コラム 大阪湾諸港の一開港化 〜「阪神港」の誕生〜

 大阪湾諸港は、港則法及び関税法上、大阪港、尼崎西宮芦屋港、神戸港の3港に分かれていましたが、港則法施行令の一部を改正する政令(平成19年政令第327号)により、19年12月1日に3港とその区域が阪神港として統合されました。
 大阪湾諸港では、アジア域内との近接性から多くの船舶が湾内の複数港に寄港しており、統合以前、これら船舶は、港ごとにとん税及び特別とん税を納付していました。このため、関西では、18年3月に産学官関係者からなる国際物流戦略チームにおいて「広域連携を通じた国際競争力強化に向けた提言」を取りまとめ、施策として、入港料の低減等と併せ、とん税及び特別とん税の軽減等に資する一開港化の実現など大阪湾諸港の包括的な連携施策の具体化に向けて取り組んできました。
 そこで、国土交通省、海上保安庁及び財務省では、地元において取り組まれている大阪湾諸港の包括的な連携施策が具体化した後も船舶交通量が増加、特に港間航行が増加していくことが見込まれることから、港則法上の3港全体を一元的に運用することにより、より効果的・効率的に港内の船舶交通の安全及び整とんを図るとともに、関税法上においても、一開港化を実現することとしました。

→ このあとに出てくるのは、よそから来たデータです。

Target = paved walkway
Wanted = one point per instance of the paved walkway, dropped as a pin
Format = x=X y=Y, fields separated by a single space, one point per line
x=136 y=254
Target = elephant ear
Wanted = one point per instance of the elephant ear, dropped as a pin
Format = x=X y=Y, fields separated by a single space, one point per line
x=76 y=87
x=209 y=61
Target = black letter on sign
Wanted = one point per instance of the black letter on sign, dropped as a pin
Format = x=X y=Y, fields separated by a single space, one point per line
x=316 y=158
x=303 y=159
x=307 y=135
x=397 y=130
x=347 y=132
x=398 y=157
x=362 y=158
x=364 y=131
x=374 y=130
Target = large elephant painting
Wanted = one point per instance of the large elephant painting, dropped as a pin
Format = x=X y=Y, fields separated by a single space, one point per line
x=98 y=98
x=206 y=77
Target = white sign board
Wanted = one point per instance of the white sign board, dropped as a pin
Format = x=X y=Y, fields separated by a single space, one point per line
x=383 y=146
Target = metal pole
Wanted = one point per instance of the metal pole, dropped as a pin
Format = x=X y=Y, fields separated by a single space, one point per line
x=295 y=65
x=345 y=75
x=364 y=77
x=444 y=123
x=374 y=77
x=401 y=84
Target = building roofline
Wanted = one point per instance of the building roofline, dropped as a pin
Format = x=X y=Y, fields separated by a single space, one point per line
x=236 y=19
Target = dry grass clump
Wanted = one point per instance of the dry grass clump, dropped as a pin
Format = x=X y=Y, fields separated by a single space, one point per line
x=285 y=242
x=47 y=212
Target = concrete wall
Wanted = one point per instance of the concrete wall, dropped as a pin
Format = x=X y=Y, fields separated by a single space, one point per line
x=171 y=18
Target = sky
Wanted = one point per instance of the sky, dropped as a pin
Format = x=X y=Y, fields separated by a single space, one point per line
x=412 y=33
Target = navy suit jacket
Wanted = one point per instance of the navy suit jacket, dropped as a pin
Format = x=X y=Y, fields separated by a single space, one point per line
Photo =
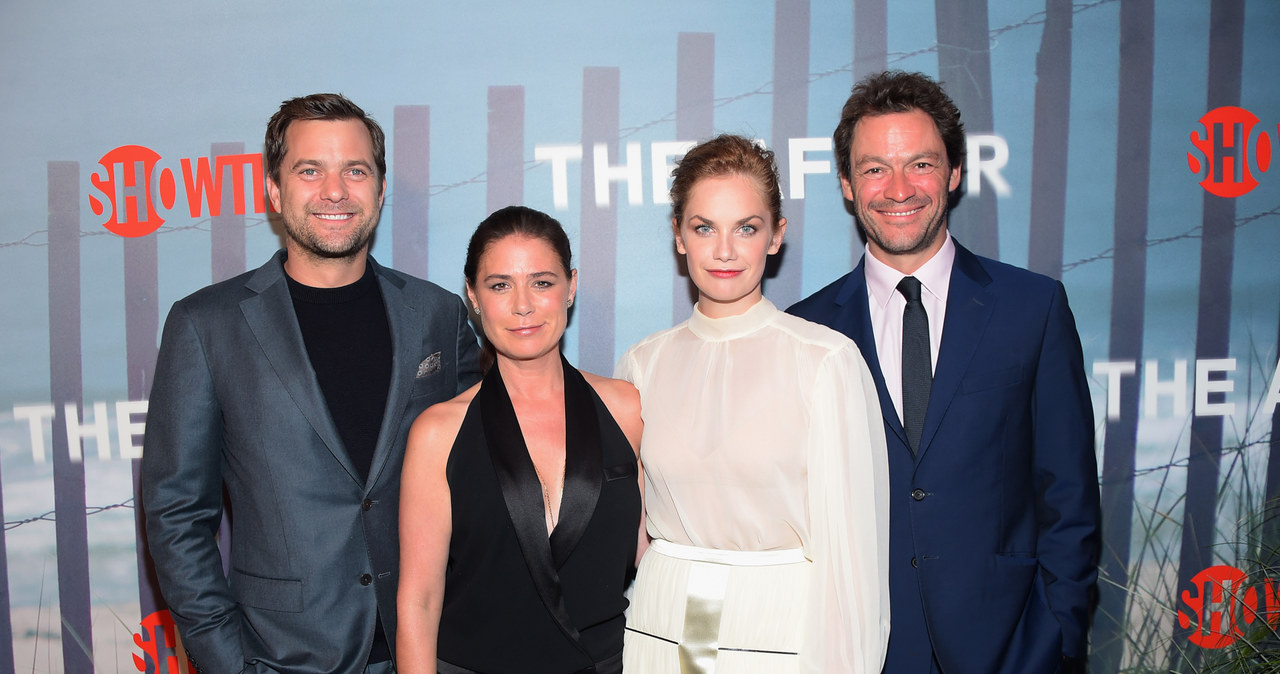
x=315 y=548
x=993 y=527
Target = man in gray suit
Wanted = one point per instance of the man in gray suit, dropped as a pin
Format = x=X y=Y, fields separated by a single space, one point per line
x=293 y=386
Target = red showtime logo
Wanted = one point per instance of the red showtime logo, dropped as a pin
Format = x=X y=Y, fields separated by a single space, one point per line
x=1225 y=152
x=158 y=638
x=131 y=183
x=1224 y=605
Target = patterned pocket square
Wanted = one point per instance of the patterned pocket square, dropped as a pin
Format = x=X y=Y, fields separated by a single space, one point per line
x=429 y=366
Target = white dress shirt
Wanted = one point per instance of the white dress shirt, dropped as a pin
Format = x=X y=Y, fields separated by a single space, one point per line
x=887 y=305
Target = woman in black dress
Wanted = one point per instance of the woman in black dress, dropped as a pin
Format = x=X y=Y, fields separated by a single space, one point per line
x=520 y=500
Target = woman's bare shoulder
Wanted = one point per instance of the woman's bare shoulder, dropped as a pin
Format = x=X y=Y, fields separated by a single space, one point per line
x=624 y=403
x=438 y=425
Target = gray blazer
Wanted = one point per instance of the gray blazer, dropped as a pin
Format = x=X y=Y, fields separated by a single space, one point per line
x=315 y=551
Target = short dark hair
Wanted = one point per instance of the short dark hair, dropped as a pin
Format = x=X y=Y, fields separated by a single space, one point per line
x=726 y=155
x=896 y=91
x=516 y=220
x=318 y=106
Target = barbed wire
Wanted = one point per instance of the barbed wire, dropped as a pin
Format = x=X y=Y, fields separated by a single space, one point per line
x=51 y=514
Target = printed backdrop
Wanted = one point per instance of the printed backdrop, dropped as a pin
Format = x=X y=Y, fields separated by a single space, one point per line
x=1121 y=146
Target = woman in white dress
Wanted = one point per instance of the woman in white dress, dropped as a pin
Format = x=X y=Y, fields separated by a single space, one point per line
x=764 y=461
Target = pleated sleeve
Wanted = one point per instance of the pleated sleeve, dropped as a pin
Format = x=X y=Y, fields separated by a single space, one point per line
x=849 y=611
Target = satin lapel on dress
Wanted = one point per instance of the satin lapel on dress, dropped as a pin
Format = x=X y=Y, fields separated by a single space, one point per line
x=583 y=467
x=524 y=495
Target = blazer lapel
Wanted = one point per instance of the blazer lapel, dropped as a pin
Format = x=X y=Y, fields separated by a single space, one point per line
x=274 y=324
x=969 y=307
x=583 y=467
x=855 y=321
x=407 y=322
x=522 y=494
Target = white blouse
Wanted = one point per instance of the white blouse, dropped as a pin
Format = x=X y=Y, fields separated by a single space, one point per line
x=763 y=431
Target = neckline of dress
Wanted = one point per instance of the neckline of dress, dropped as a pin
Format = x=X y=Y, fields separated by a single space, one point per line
x=732 y=326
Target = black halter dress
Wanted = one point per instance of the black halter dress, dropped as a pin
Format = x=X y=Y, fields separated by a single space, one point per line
x=515 y=600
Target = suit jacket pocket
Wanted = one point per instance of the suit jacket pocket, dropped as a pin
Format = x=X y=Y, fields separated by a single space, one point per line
x=618 y=472
x=269 y=594
x=993 y=379
x=435 y=385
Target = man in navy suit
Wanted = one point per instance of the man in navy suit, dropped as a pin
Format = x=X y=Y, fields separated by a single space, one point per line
x=293 y=386
x=993 y=536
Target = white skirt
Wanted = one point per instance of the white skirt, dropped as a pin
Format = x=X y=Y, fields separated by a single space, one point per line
x=698 y=610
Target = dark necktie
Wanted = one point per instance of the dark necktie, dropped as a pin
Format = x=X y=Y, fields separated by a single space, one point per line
x=917 y=365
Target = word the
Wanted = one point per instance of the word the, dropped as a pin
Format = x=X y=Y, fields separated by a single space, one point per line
x=128 y=429
x=1212 y=385
x=987 y=155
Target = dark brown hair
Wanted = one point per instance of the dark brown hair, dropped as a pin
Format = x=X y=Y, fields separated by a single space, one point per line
x=726 y=155
x=318 y=106
x=895 y=91
x=516 y=220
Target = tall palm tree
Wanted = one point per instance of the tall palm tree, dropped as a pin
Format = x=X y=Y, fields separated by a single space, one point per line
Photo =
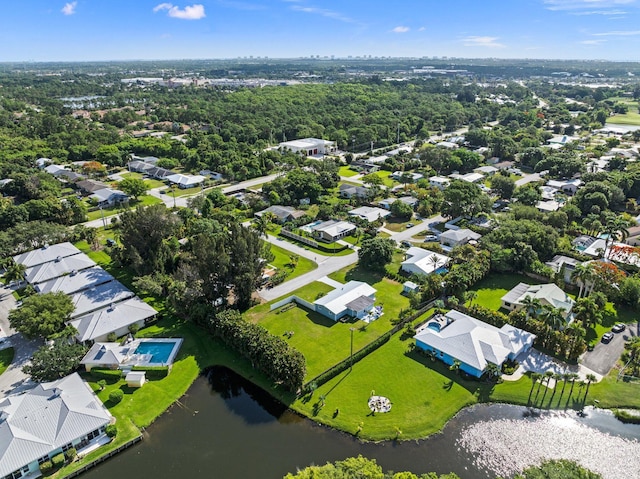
x=532 y=305
x=554 y=317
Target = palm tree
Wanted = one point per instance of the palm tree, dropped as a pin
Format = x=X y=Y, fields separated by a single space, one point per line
x=591 y=378
x=582 y=275
x=455 y=366
x=15 y=272
x=532 y=305
x=554 y=317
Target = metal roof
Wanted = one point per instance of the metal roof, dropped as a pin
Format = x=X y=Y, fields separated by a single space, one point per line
x=46 y=418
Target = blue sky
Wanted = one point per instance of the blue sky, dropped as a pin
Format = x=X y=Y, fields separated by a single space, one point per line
x=79 y=30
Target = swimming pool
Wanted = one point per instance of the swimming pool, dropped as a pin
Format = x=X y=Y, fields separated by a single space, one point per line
x=161 y=351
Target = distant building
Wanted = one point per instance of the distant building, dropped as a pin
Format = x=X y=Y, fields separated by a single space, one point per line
x=309 y=146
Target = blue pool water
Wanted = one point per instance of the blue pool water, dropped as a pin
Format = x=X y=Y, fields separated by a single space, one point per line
x=160 y=351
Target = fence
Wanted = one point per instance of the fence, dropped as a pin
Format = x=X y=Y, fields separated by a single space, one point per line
x=103 y=458
x=343 y=365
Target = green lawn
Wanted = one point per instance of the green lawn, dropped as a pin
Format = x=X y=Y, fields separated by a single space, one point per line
x=6 y=356
x=397 y=224
x=283 y=260
x=346 y=171
x=630 y=118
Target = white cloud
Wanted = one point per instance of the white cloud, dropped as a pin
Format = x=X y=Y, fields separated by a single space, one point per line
x=487 y=42
x=322 y=12
x=618 y=33
x=590 y=5
x=69 y=8
x=190 y=12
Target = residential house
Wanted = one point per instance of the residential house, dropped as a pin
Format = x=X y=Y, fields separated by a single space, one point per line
x=48 y=420
x=412 y=176
x=456 y=336
x=75 y=281
x=486 y=170
x=91 y=186
x=566 y=186
x=46 y=254
x=370 y=213
x=309 y=146
x=439 y=182
x=332 y=230
x=547 y=294
x=421 y=261
x=116 y=318
x=408 y=200
x=282 y=213
x=355 y=299
x=185 y=181
x=353 y=191
x=459 y=237
x=58 y=267
x=565 y=266
x=108 y=197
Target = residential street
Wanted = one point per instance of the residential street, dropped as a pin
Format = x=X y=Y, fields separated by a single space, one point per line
x=13 y=380
x=604 y=356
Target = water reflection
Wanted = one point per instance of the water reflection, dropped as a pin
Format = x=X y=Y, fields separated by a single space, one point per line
x=226 y=427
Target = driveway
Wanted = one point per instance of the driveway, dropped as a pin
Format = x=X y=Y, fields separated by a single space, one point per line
x=13 y=380
x=604 y=356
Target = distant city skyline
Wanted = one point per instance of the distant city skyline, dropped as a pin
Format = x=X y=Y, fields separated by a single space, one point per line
x=99 y=30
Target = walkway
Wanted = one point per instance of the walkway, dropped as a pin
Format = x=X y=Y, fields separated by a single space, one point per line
x=537 y=362
x=13 y=380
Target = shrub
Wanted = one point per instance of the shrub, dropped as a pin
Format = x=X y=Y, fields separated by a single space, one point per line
x=111 y=430
x=71 y=454
x=116 y=396
x=57 y=460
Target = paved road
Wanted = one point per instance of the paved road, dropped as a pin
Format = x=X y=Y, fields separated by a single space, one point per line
x=13 y=380
x=604 y=356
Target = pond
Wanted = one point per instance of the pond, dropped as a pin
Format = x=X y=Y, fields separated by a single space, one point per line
x=225 y=427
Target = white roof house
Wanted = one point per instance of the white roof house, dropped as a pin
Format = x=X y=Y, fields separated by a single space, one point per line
x=457 y=336
x=422 y=261
x=41 y=422
x=57 y=268
x=309 y=146
x=333 y=230
x=75 y=281
x=117 y=318
x=459 y=237
x=185 y=181
x=355 y=298
x=99 y=297
x=369 y=213
x=46 y=254
x=548 y=294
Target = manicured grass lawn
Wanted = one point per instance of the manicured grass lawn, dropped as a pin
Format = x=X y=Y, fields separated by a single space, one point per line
x=344 y=252
x=630 y=118
x=396 y=224
x=388 y=292
x=346 y=171
x=495 y=286
x=6 y=356
x=283 y=260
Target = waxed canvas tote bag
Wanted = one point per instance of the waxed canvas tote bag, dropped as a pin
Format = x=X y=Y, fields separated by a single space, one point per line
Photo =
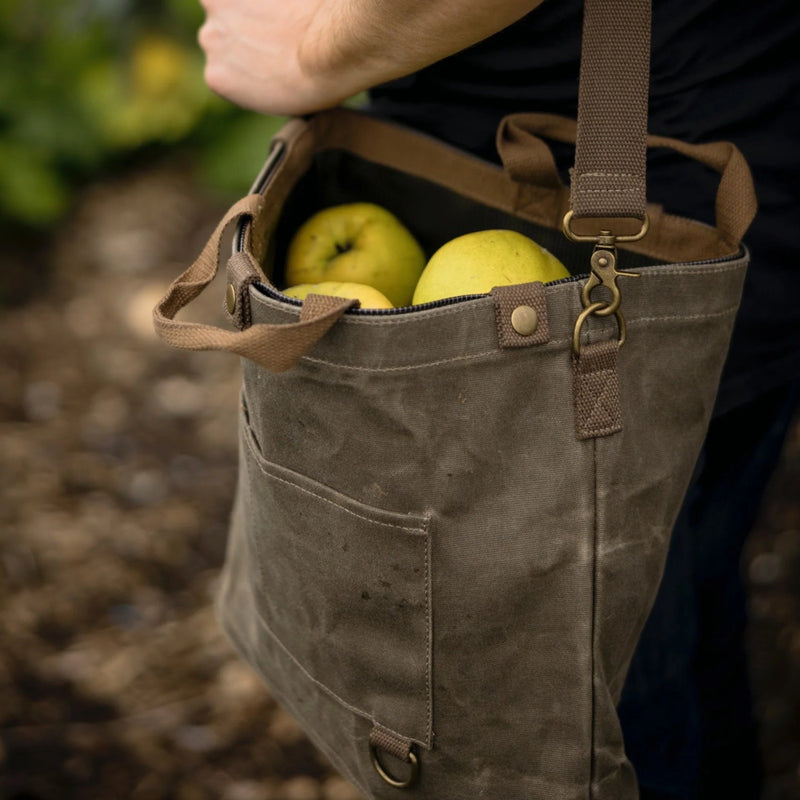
x=451 y=519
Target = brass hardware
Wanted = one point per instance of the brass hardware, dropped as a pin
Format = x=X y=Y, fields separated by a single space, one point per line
x=604 y=236
x=524 y=320
x=594 y=308
x=230 y=298
x=604 y=273
x=413 y=760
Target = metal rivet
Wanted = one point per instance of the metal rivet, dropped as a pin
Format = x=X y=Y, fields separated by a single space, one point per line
x=524 y=320
x=230 y=298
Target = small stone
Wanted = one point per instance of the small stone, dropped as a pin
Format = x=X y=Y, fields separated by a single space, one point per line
x=196 y=738
x=246 y=790
x=42 y=401
x=147 y=487
x=178 y=396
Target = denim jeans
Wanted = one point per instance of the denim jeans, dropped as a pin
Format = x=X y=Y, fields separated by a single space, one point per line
x=686 y=709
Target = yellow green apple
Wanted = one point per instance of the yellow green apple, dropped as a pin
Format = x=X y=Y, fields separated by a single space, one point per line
x=368 y=295
x=357 y=243
x=477 y=262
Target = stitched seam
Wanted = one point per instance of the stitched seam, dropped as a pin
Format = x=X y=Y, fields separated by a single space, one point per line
x=403 y=367
x=429 y=630
x=628 y=189
x=414 y=529
x=698 y=271
x=608 y=175
x=592 y=764
x=395 y=319
x=687 y=317
x=328 y=690
x=423 y=531
x=233 y=631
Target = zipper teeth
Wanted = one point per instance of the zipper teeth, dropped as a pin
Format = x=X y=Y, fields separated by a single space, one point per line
x=276 y=294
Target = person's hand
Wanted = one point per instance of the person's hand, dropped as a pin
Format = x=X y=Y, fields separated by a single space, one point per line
x=254 y=54
x=297 y=56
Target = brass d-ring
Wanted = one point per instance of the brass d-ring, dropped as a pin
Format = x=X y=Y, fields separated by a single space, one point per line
x=594 y=308
x=413 y=760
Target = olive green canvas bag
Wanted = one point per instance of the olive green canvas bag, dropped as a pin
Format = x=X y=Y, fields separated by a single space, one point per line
x=451 y=519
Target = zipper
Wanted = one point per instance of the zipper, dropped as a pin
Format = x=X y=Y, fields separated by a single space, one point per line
x=276 y=294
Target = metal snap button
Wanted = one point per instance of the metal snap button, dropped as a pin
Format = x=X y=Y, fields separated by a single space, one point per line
x=230 y=298
x=524 y=320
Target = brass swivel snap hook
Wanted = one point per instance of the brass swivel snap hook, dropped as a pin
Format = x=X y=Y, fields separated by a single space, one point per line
x=604 y=272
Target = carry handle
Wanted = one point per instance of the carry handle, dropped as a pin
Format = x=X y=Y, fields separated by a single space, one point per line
x=275 y=347
x=528 y=159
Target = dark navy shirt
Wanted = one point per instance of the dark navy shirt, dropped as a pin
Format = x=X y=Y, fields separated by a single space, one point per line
x=721 y=69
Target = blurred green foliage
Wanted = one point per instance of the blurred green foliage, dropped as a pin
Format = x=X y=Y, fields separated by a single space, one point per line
x=85 y=85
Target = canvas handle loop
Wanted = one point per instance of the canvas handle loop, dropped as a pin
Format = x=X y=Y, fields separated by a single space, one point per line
x=275 y=347
x=520 y=149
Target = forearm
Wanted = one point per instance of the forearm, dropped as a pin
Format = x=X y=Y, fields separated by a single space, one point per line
x=316 y=53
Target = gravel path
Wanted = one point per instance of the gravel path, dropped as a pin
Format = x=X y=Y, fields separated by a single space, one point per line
x=117 y=467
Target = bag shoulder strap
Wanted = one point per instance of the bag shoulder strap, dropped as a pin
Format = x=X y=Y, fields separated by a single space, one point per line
x=608 y=179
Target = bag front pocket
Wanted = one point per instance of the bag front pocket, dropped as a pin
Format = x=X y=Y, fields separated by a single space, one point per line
x=344 y=590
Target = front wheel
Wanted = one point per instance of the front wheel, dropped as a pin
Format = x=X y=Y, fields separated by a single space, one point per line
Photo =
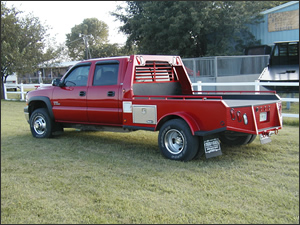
x=177 y=142
x=40 y=123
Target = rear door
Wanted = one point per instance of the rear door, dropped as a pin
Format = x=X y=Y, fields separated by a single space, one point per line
x=103 y=103
x=69 y=101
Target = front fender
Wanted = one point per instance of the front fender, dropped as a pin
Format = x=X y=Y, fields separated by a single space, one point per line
x=40 y=102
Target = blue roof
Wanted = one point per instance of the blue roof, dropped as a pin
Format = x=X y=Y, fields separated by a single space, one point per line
x=280 y=7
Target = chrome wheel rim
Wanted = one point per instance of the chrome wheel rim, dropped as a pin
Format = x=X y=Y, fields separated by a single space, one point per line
x=174 y=141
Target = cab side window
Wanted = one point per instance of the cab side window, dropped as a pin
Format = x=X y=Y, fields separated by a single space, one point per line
x=106 y=74
x=78 y=76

これにより、湾内2港以上に寄港する外国貿易船は、これまで寄港ごとに納付していたとん税、特別とん税が1港分に軽減され、コスト低減及び手続の簡素化の効果を受けることができます。また、19年4月1日から港湾管理者が連携して入港料を1/2に減免されるなど、一開港化を契機とした大阪湾諸港の更なる連携強化が進展することによって、国際競争力の強化が期待されています。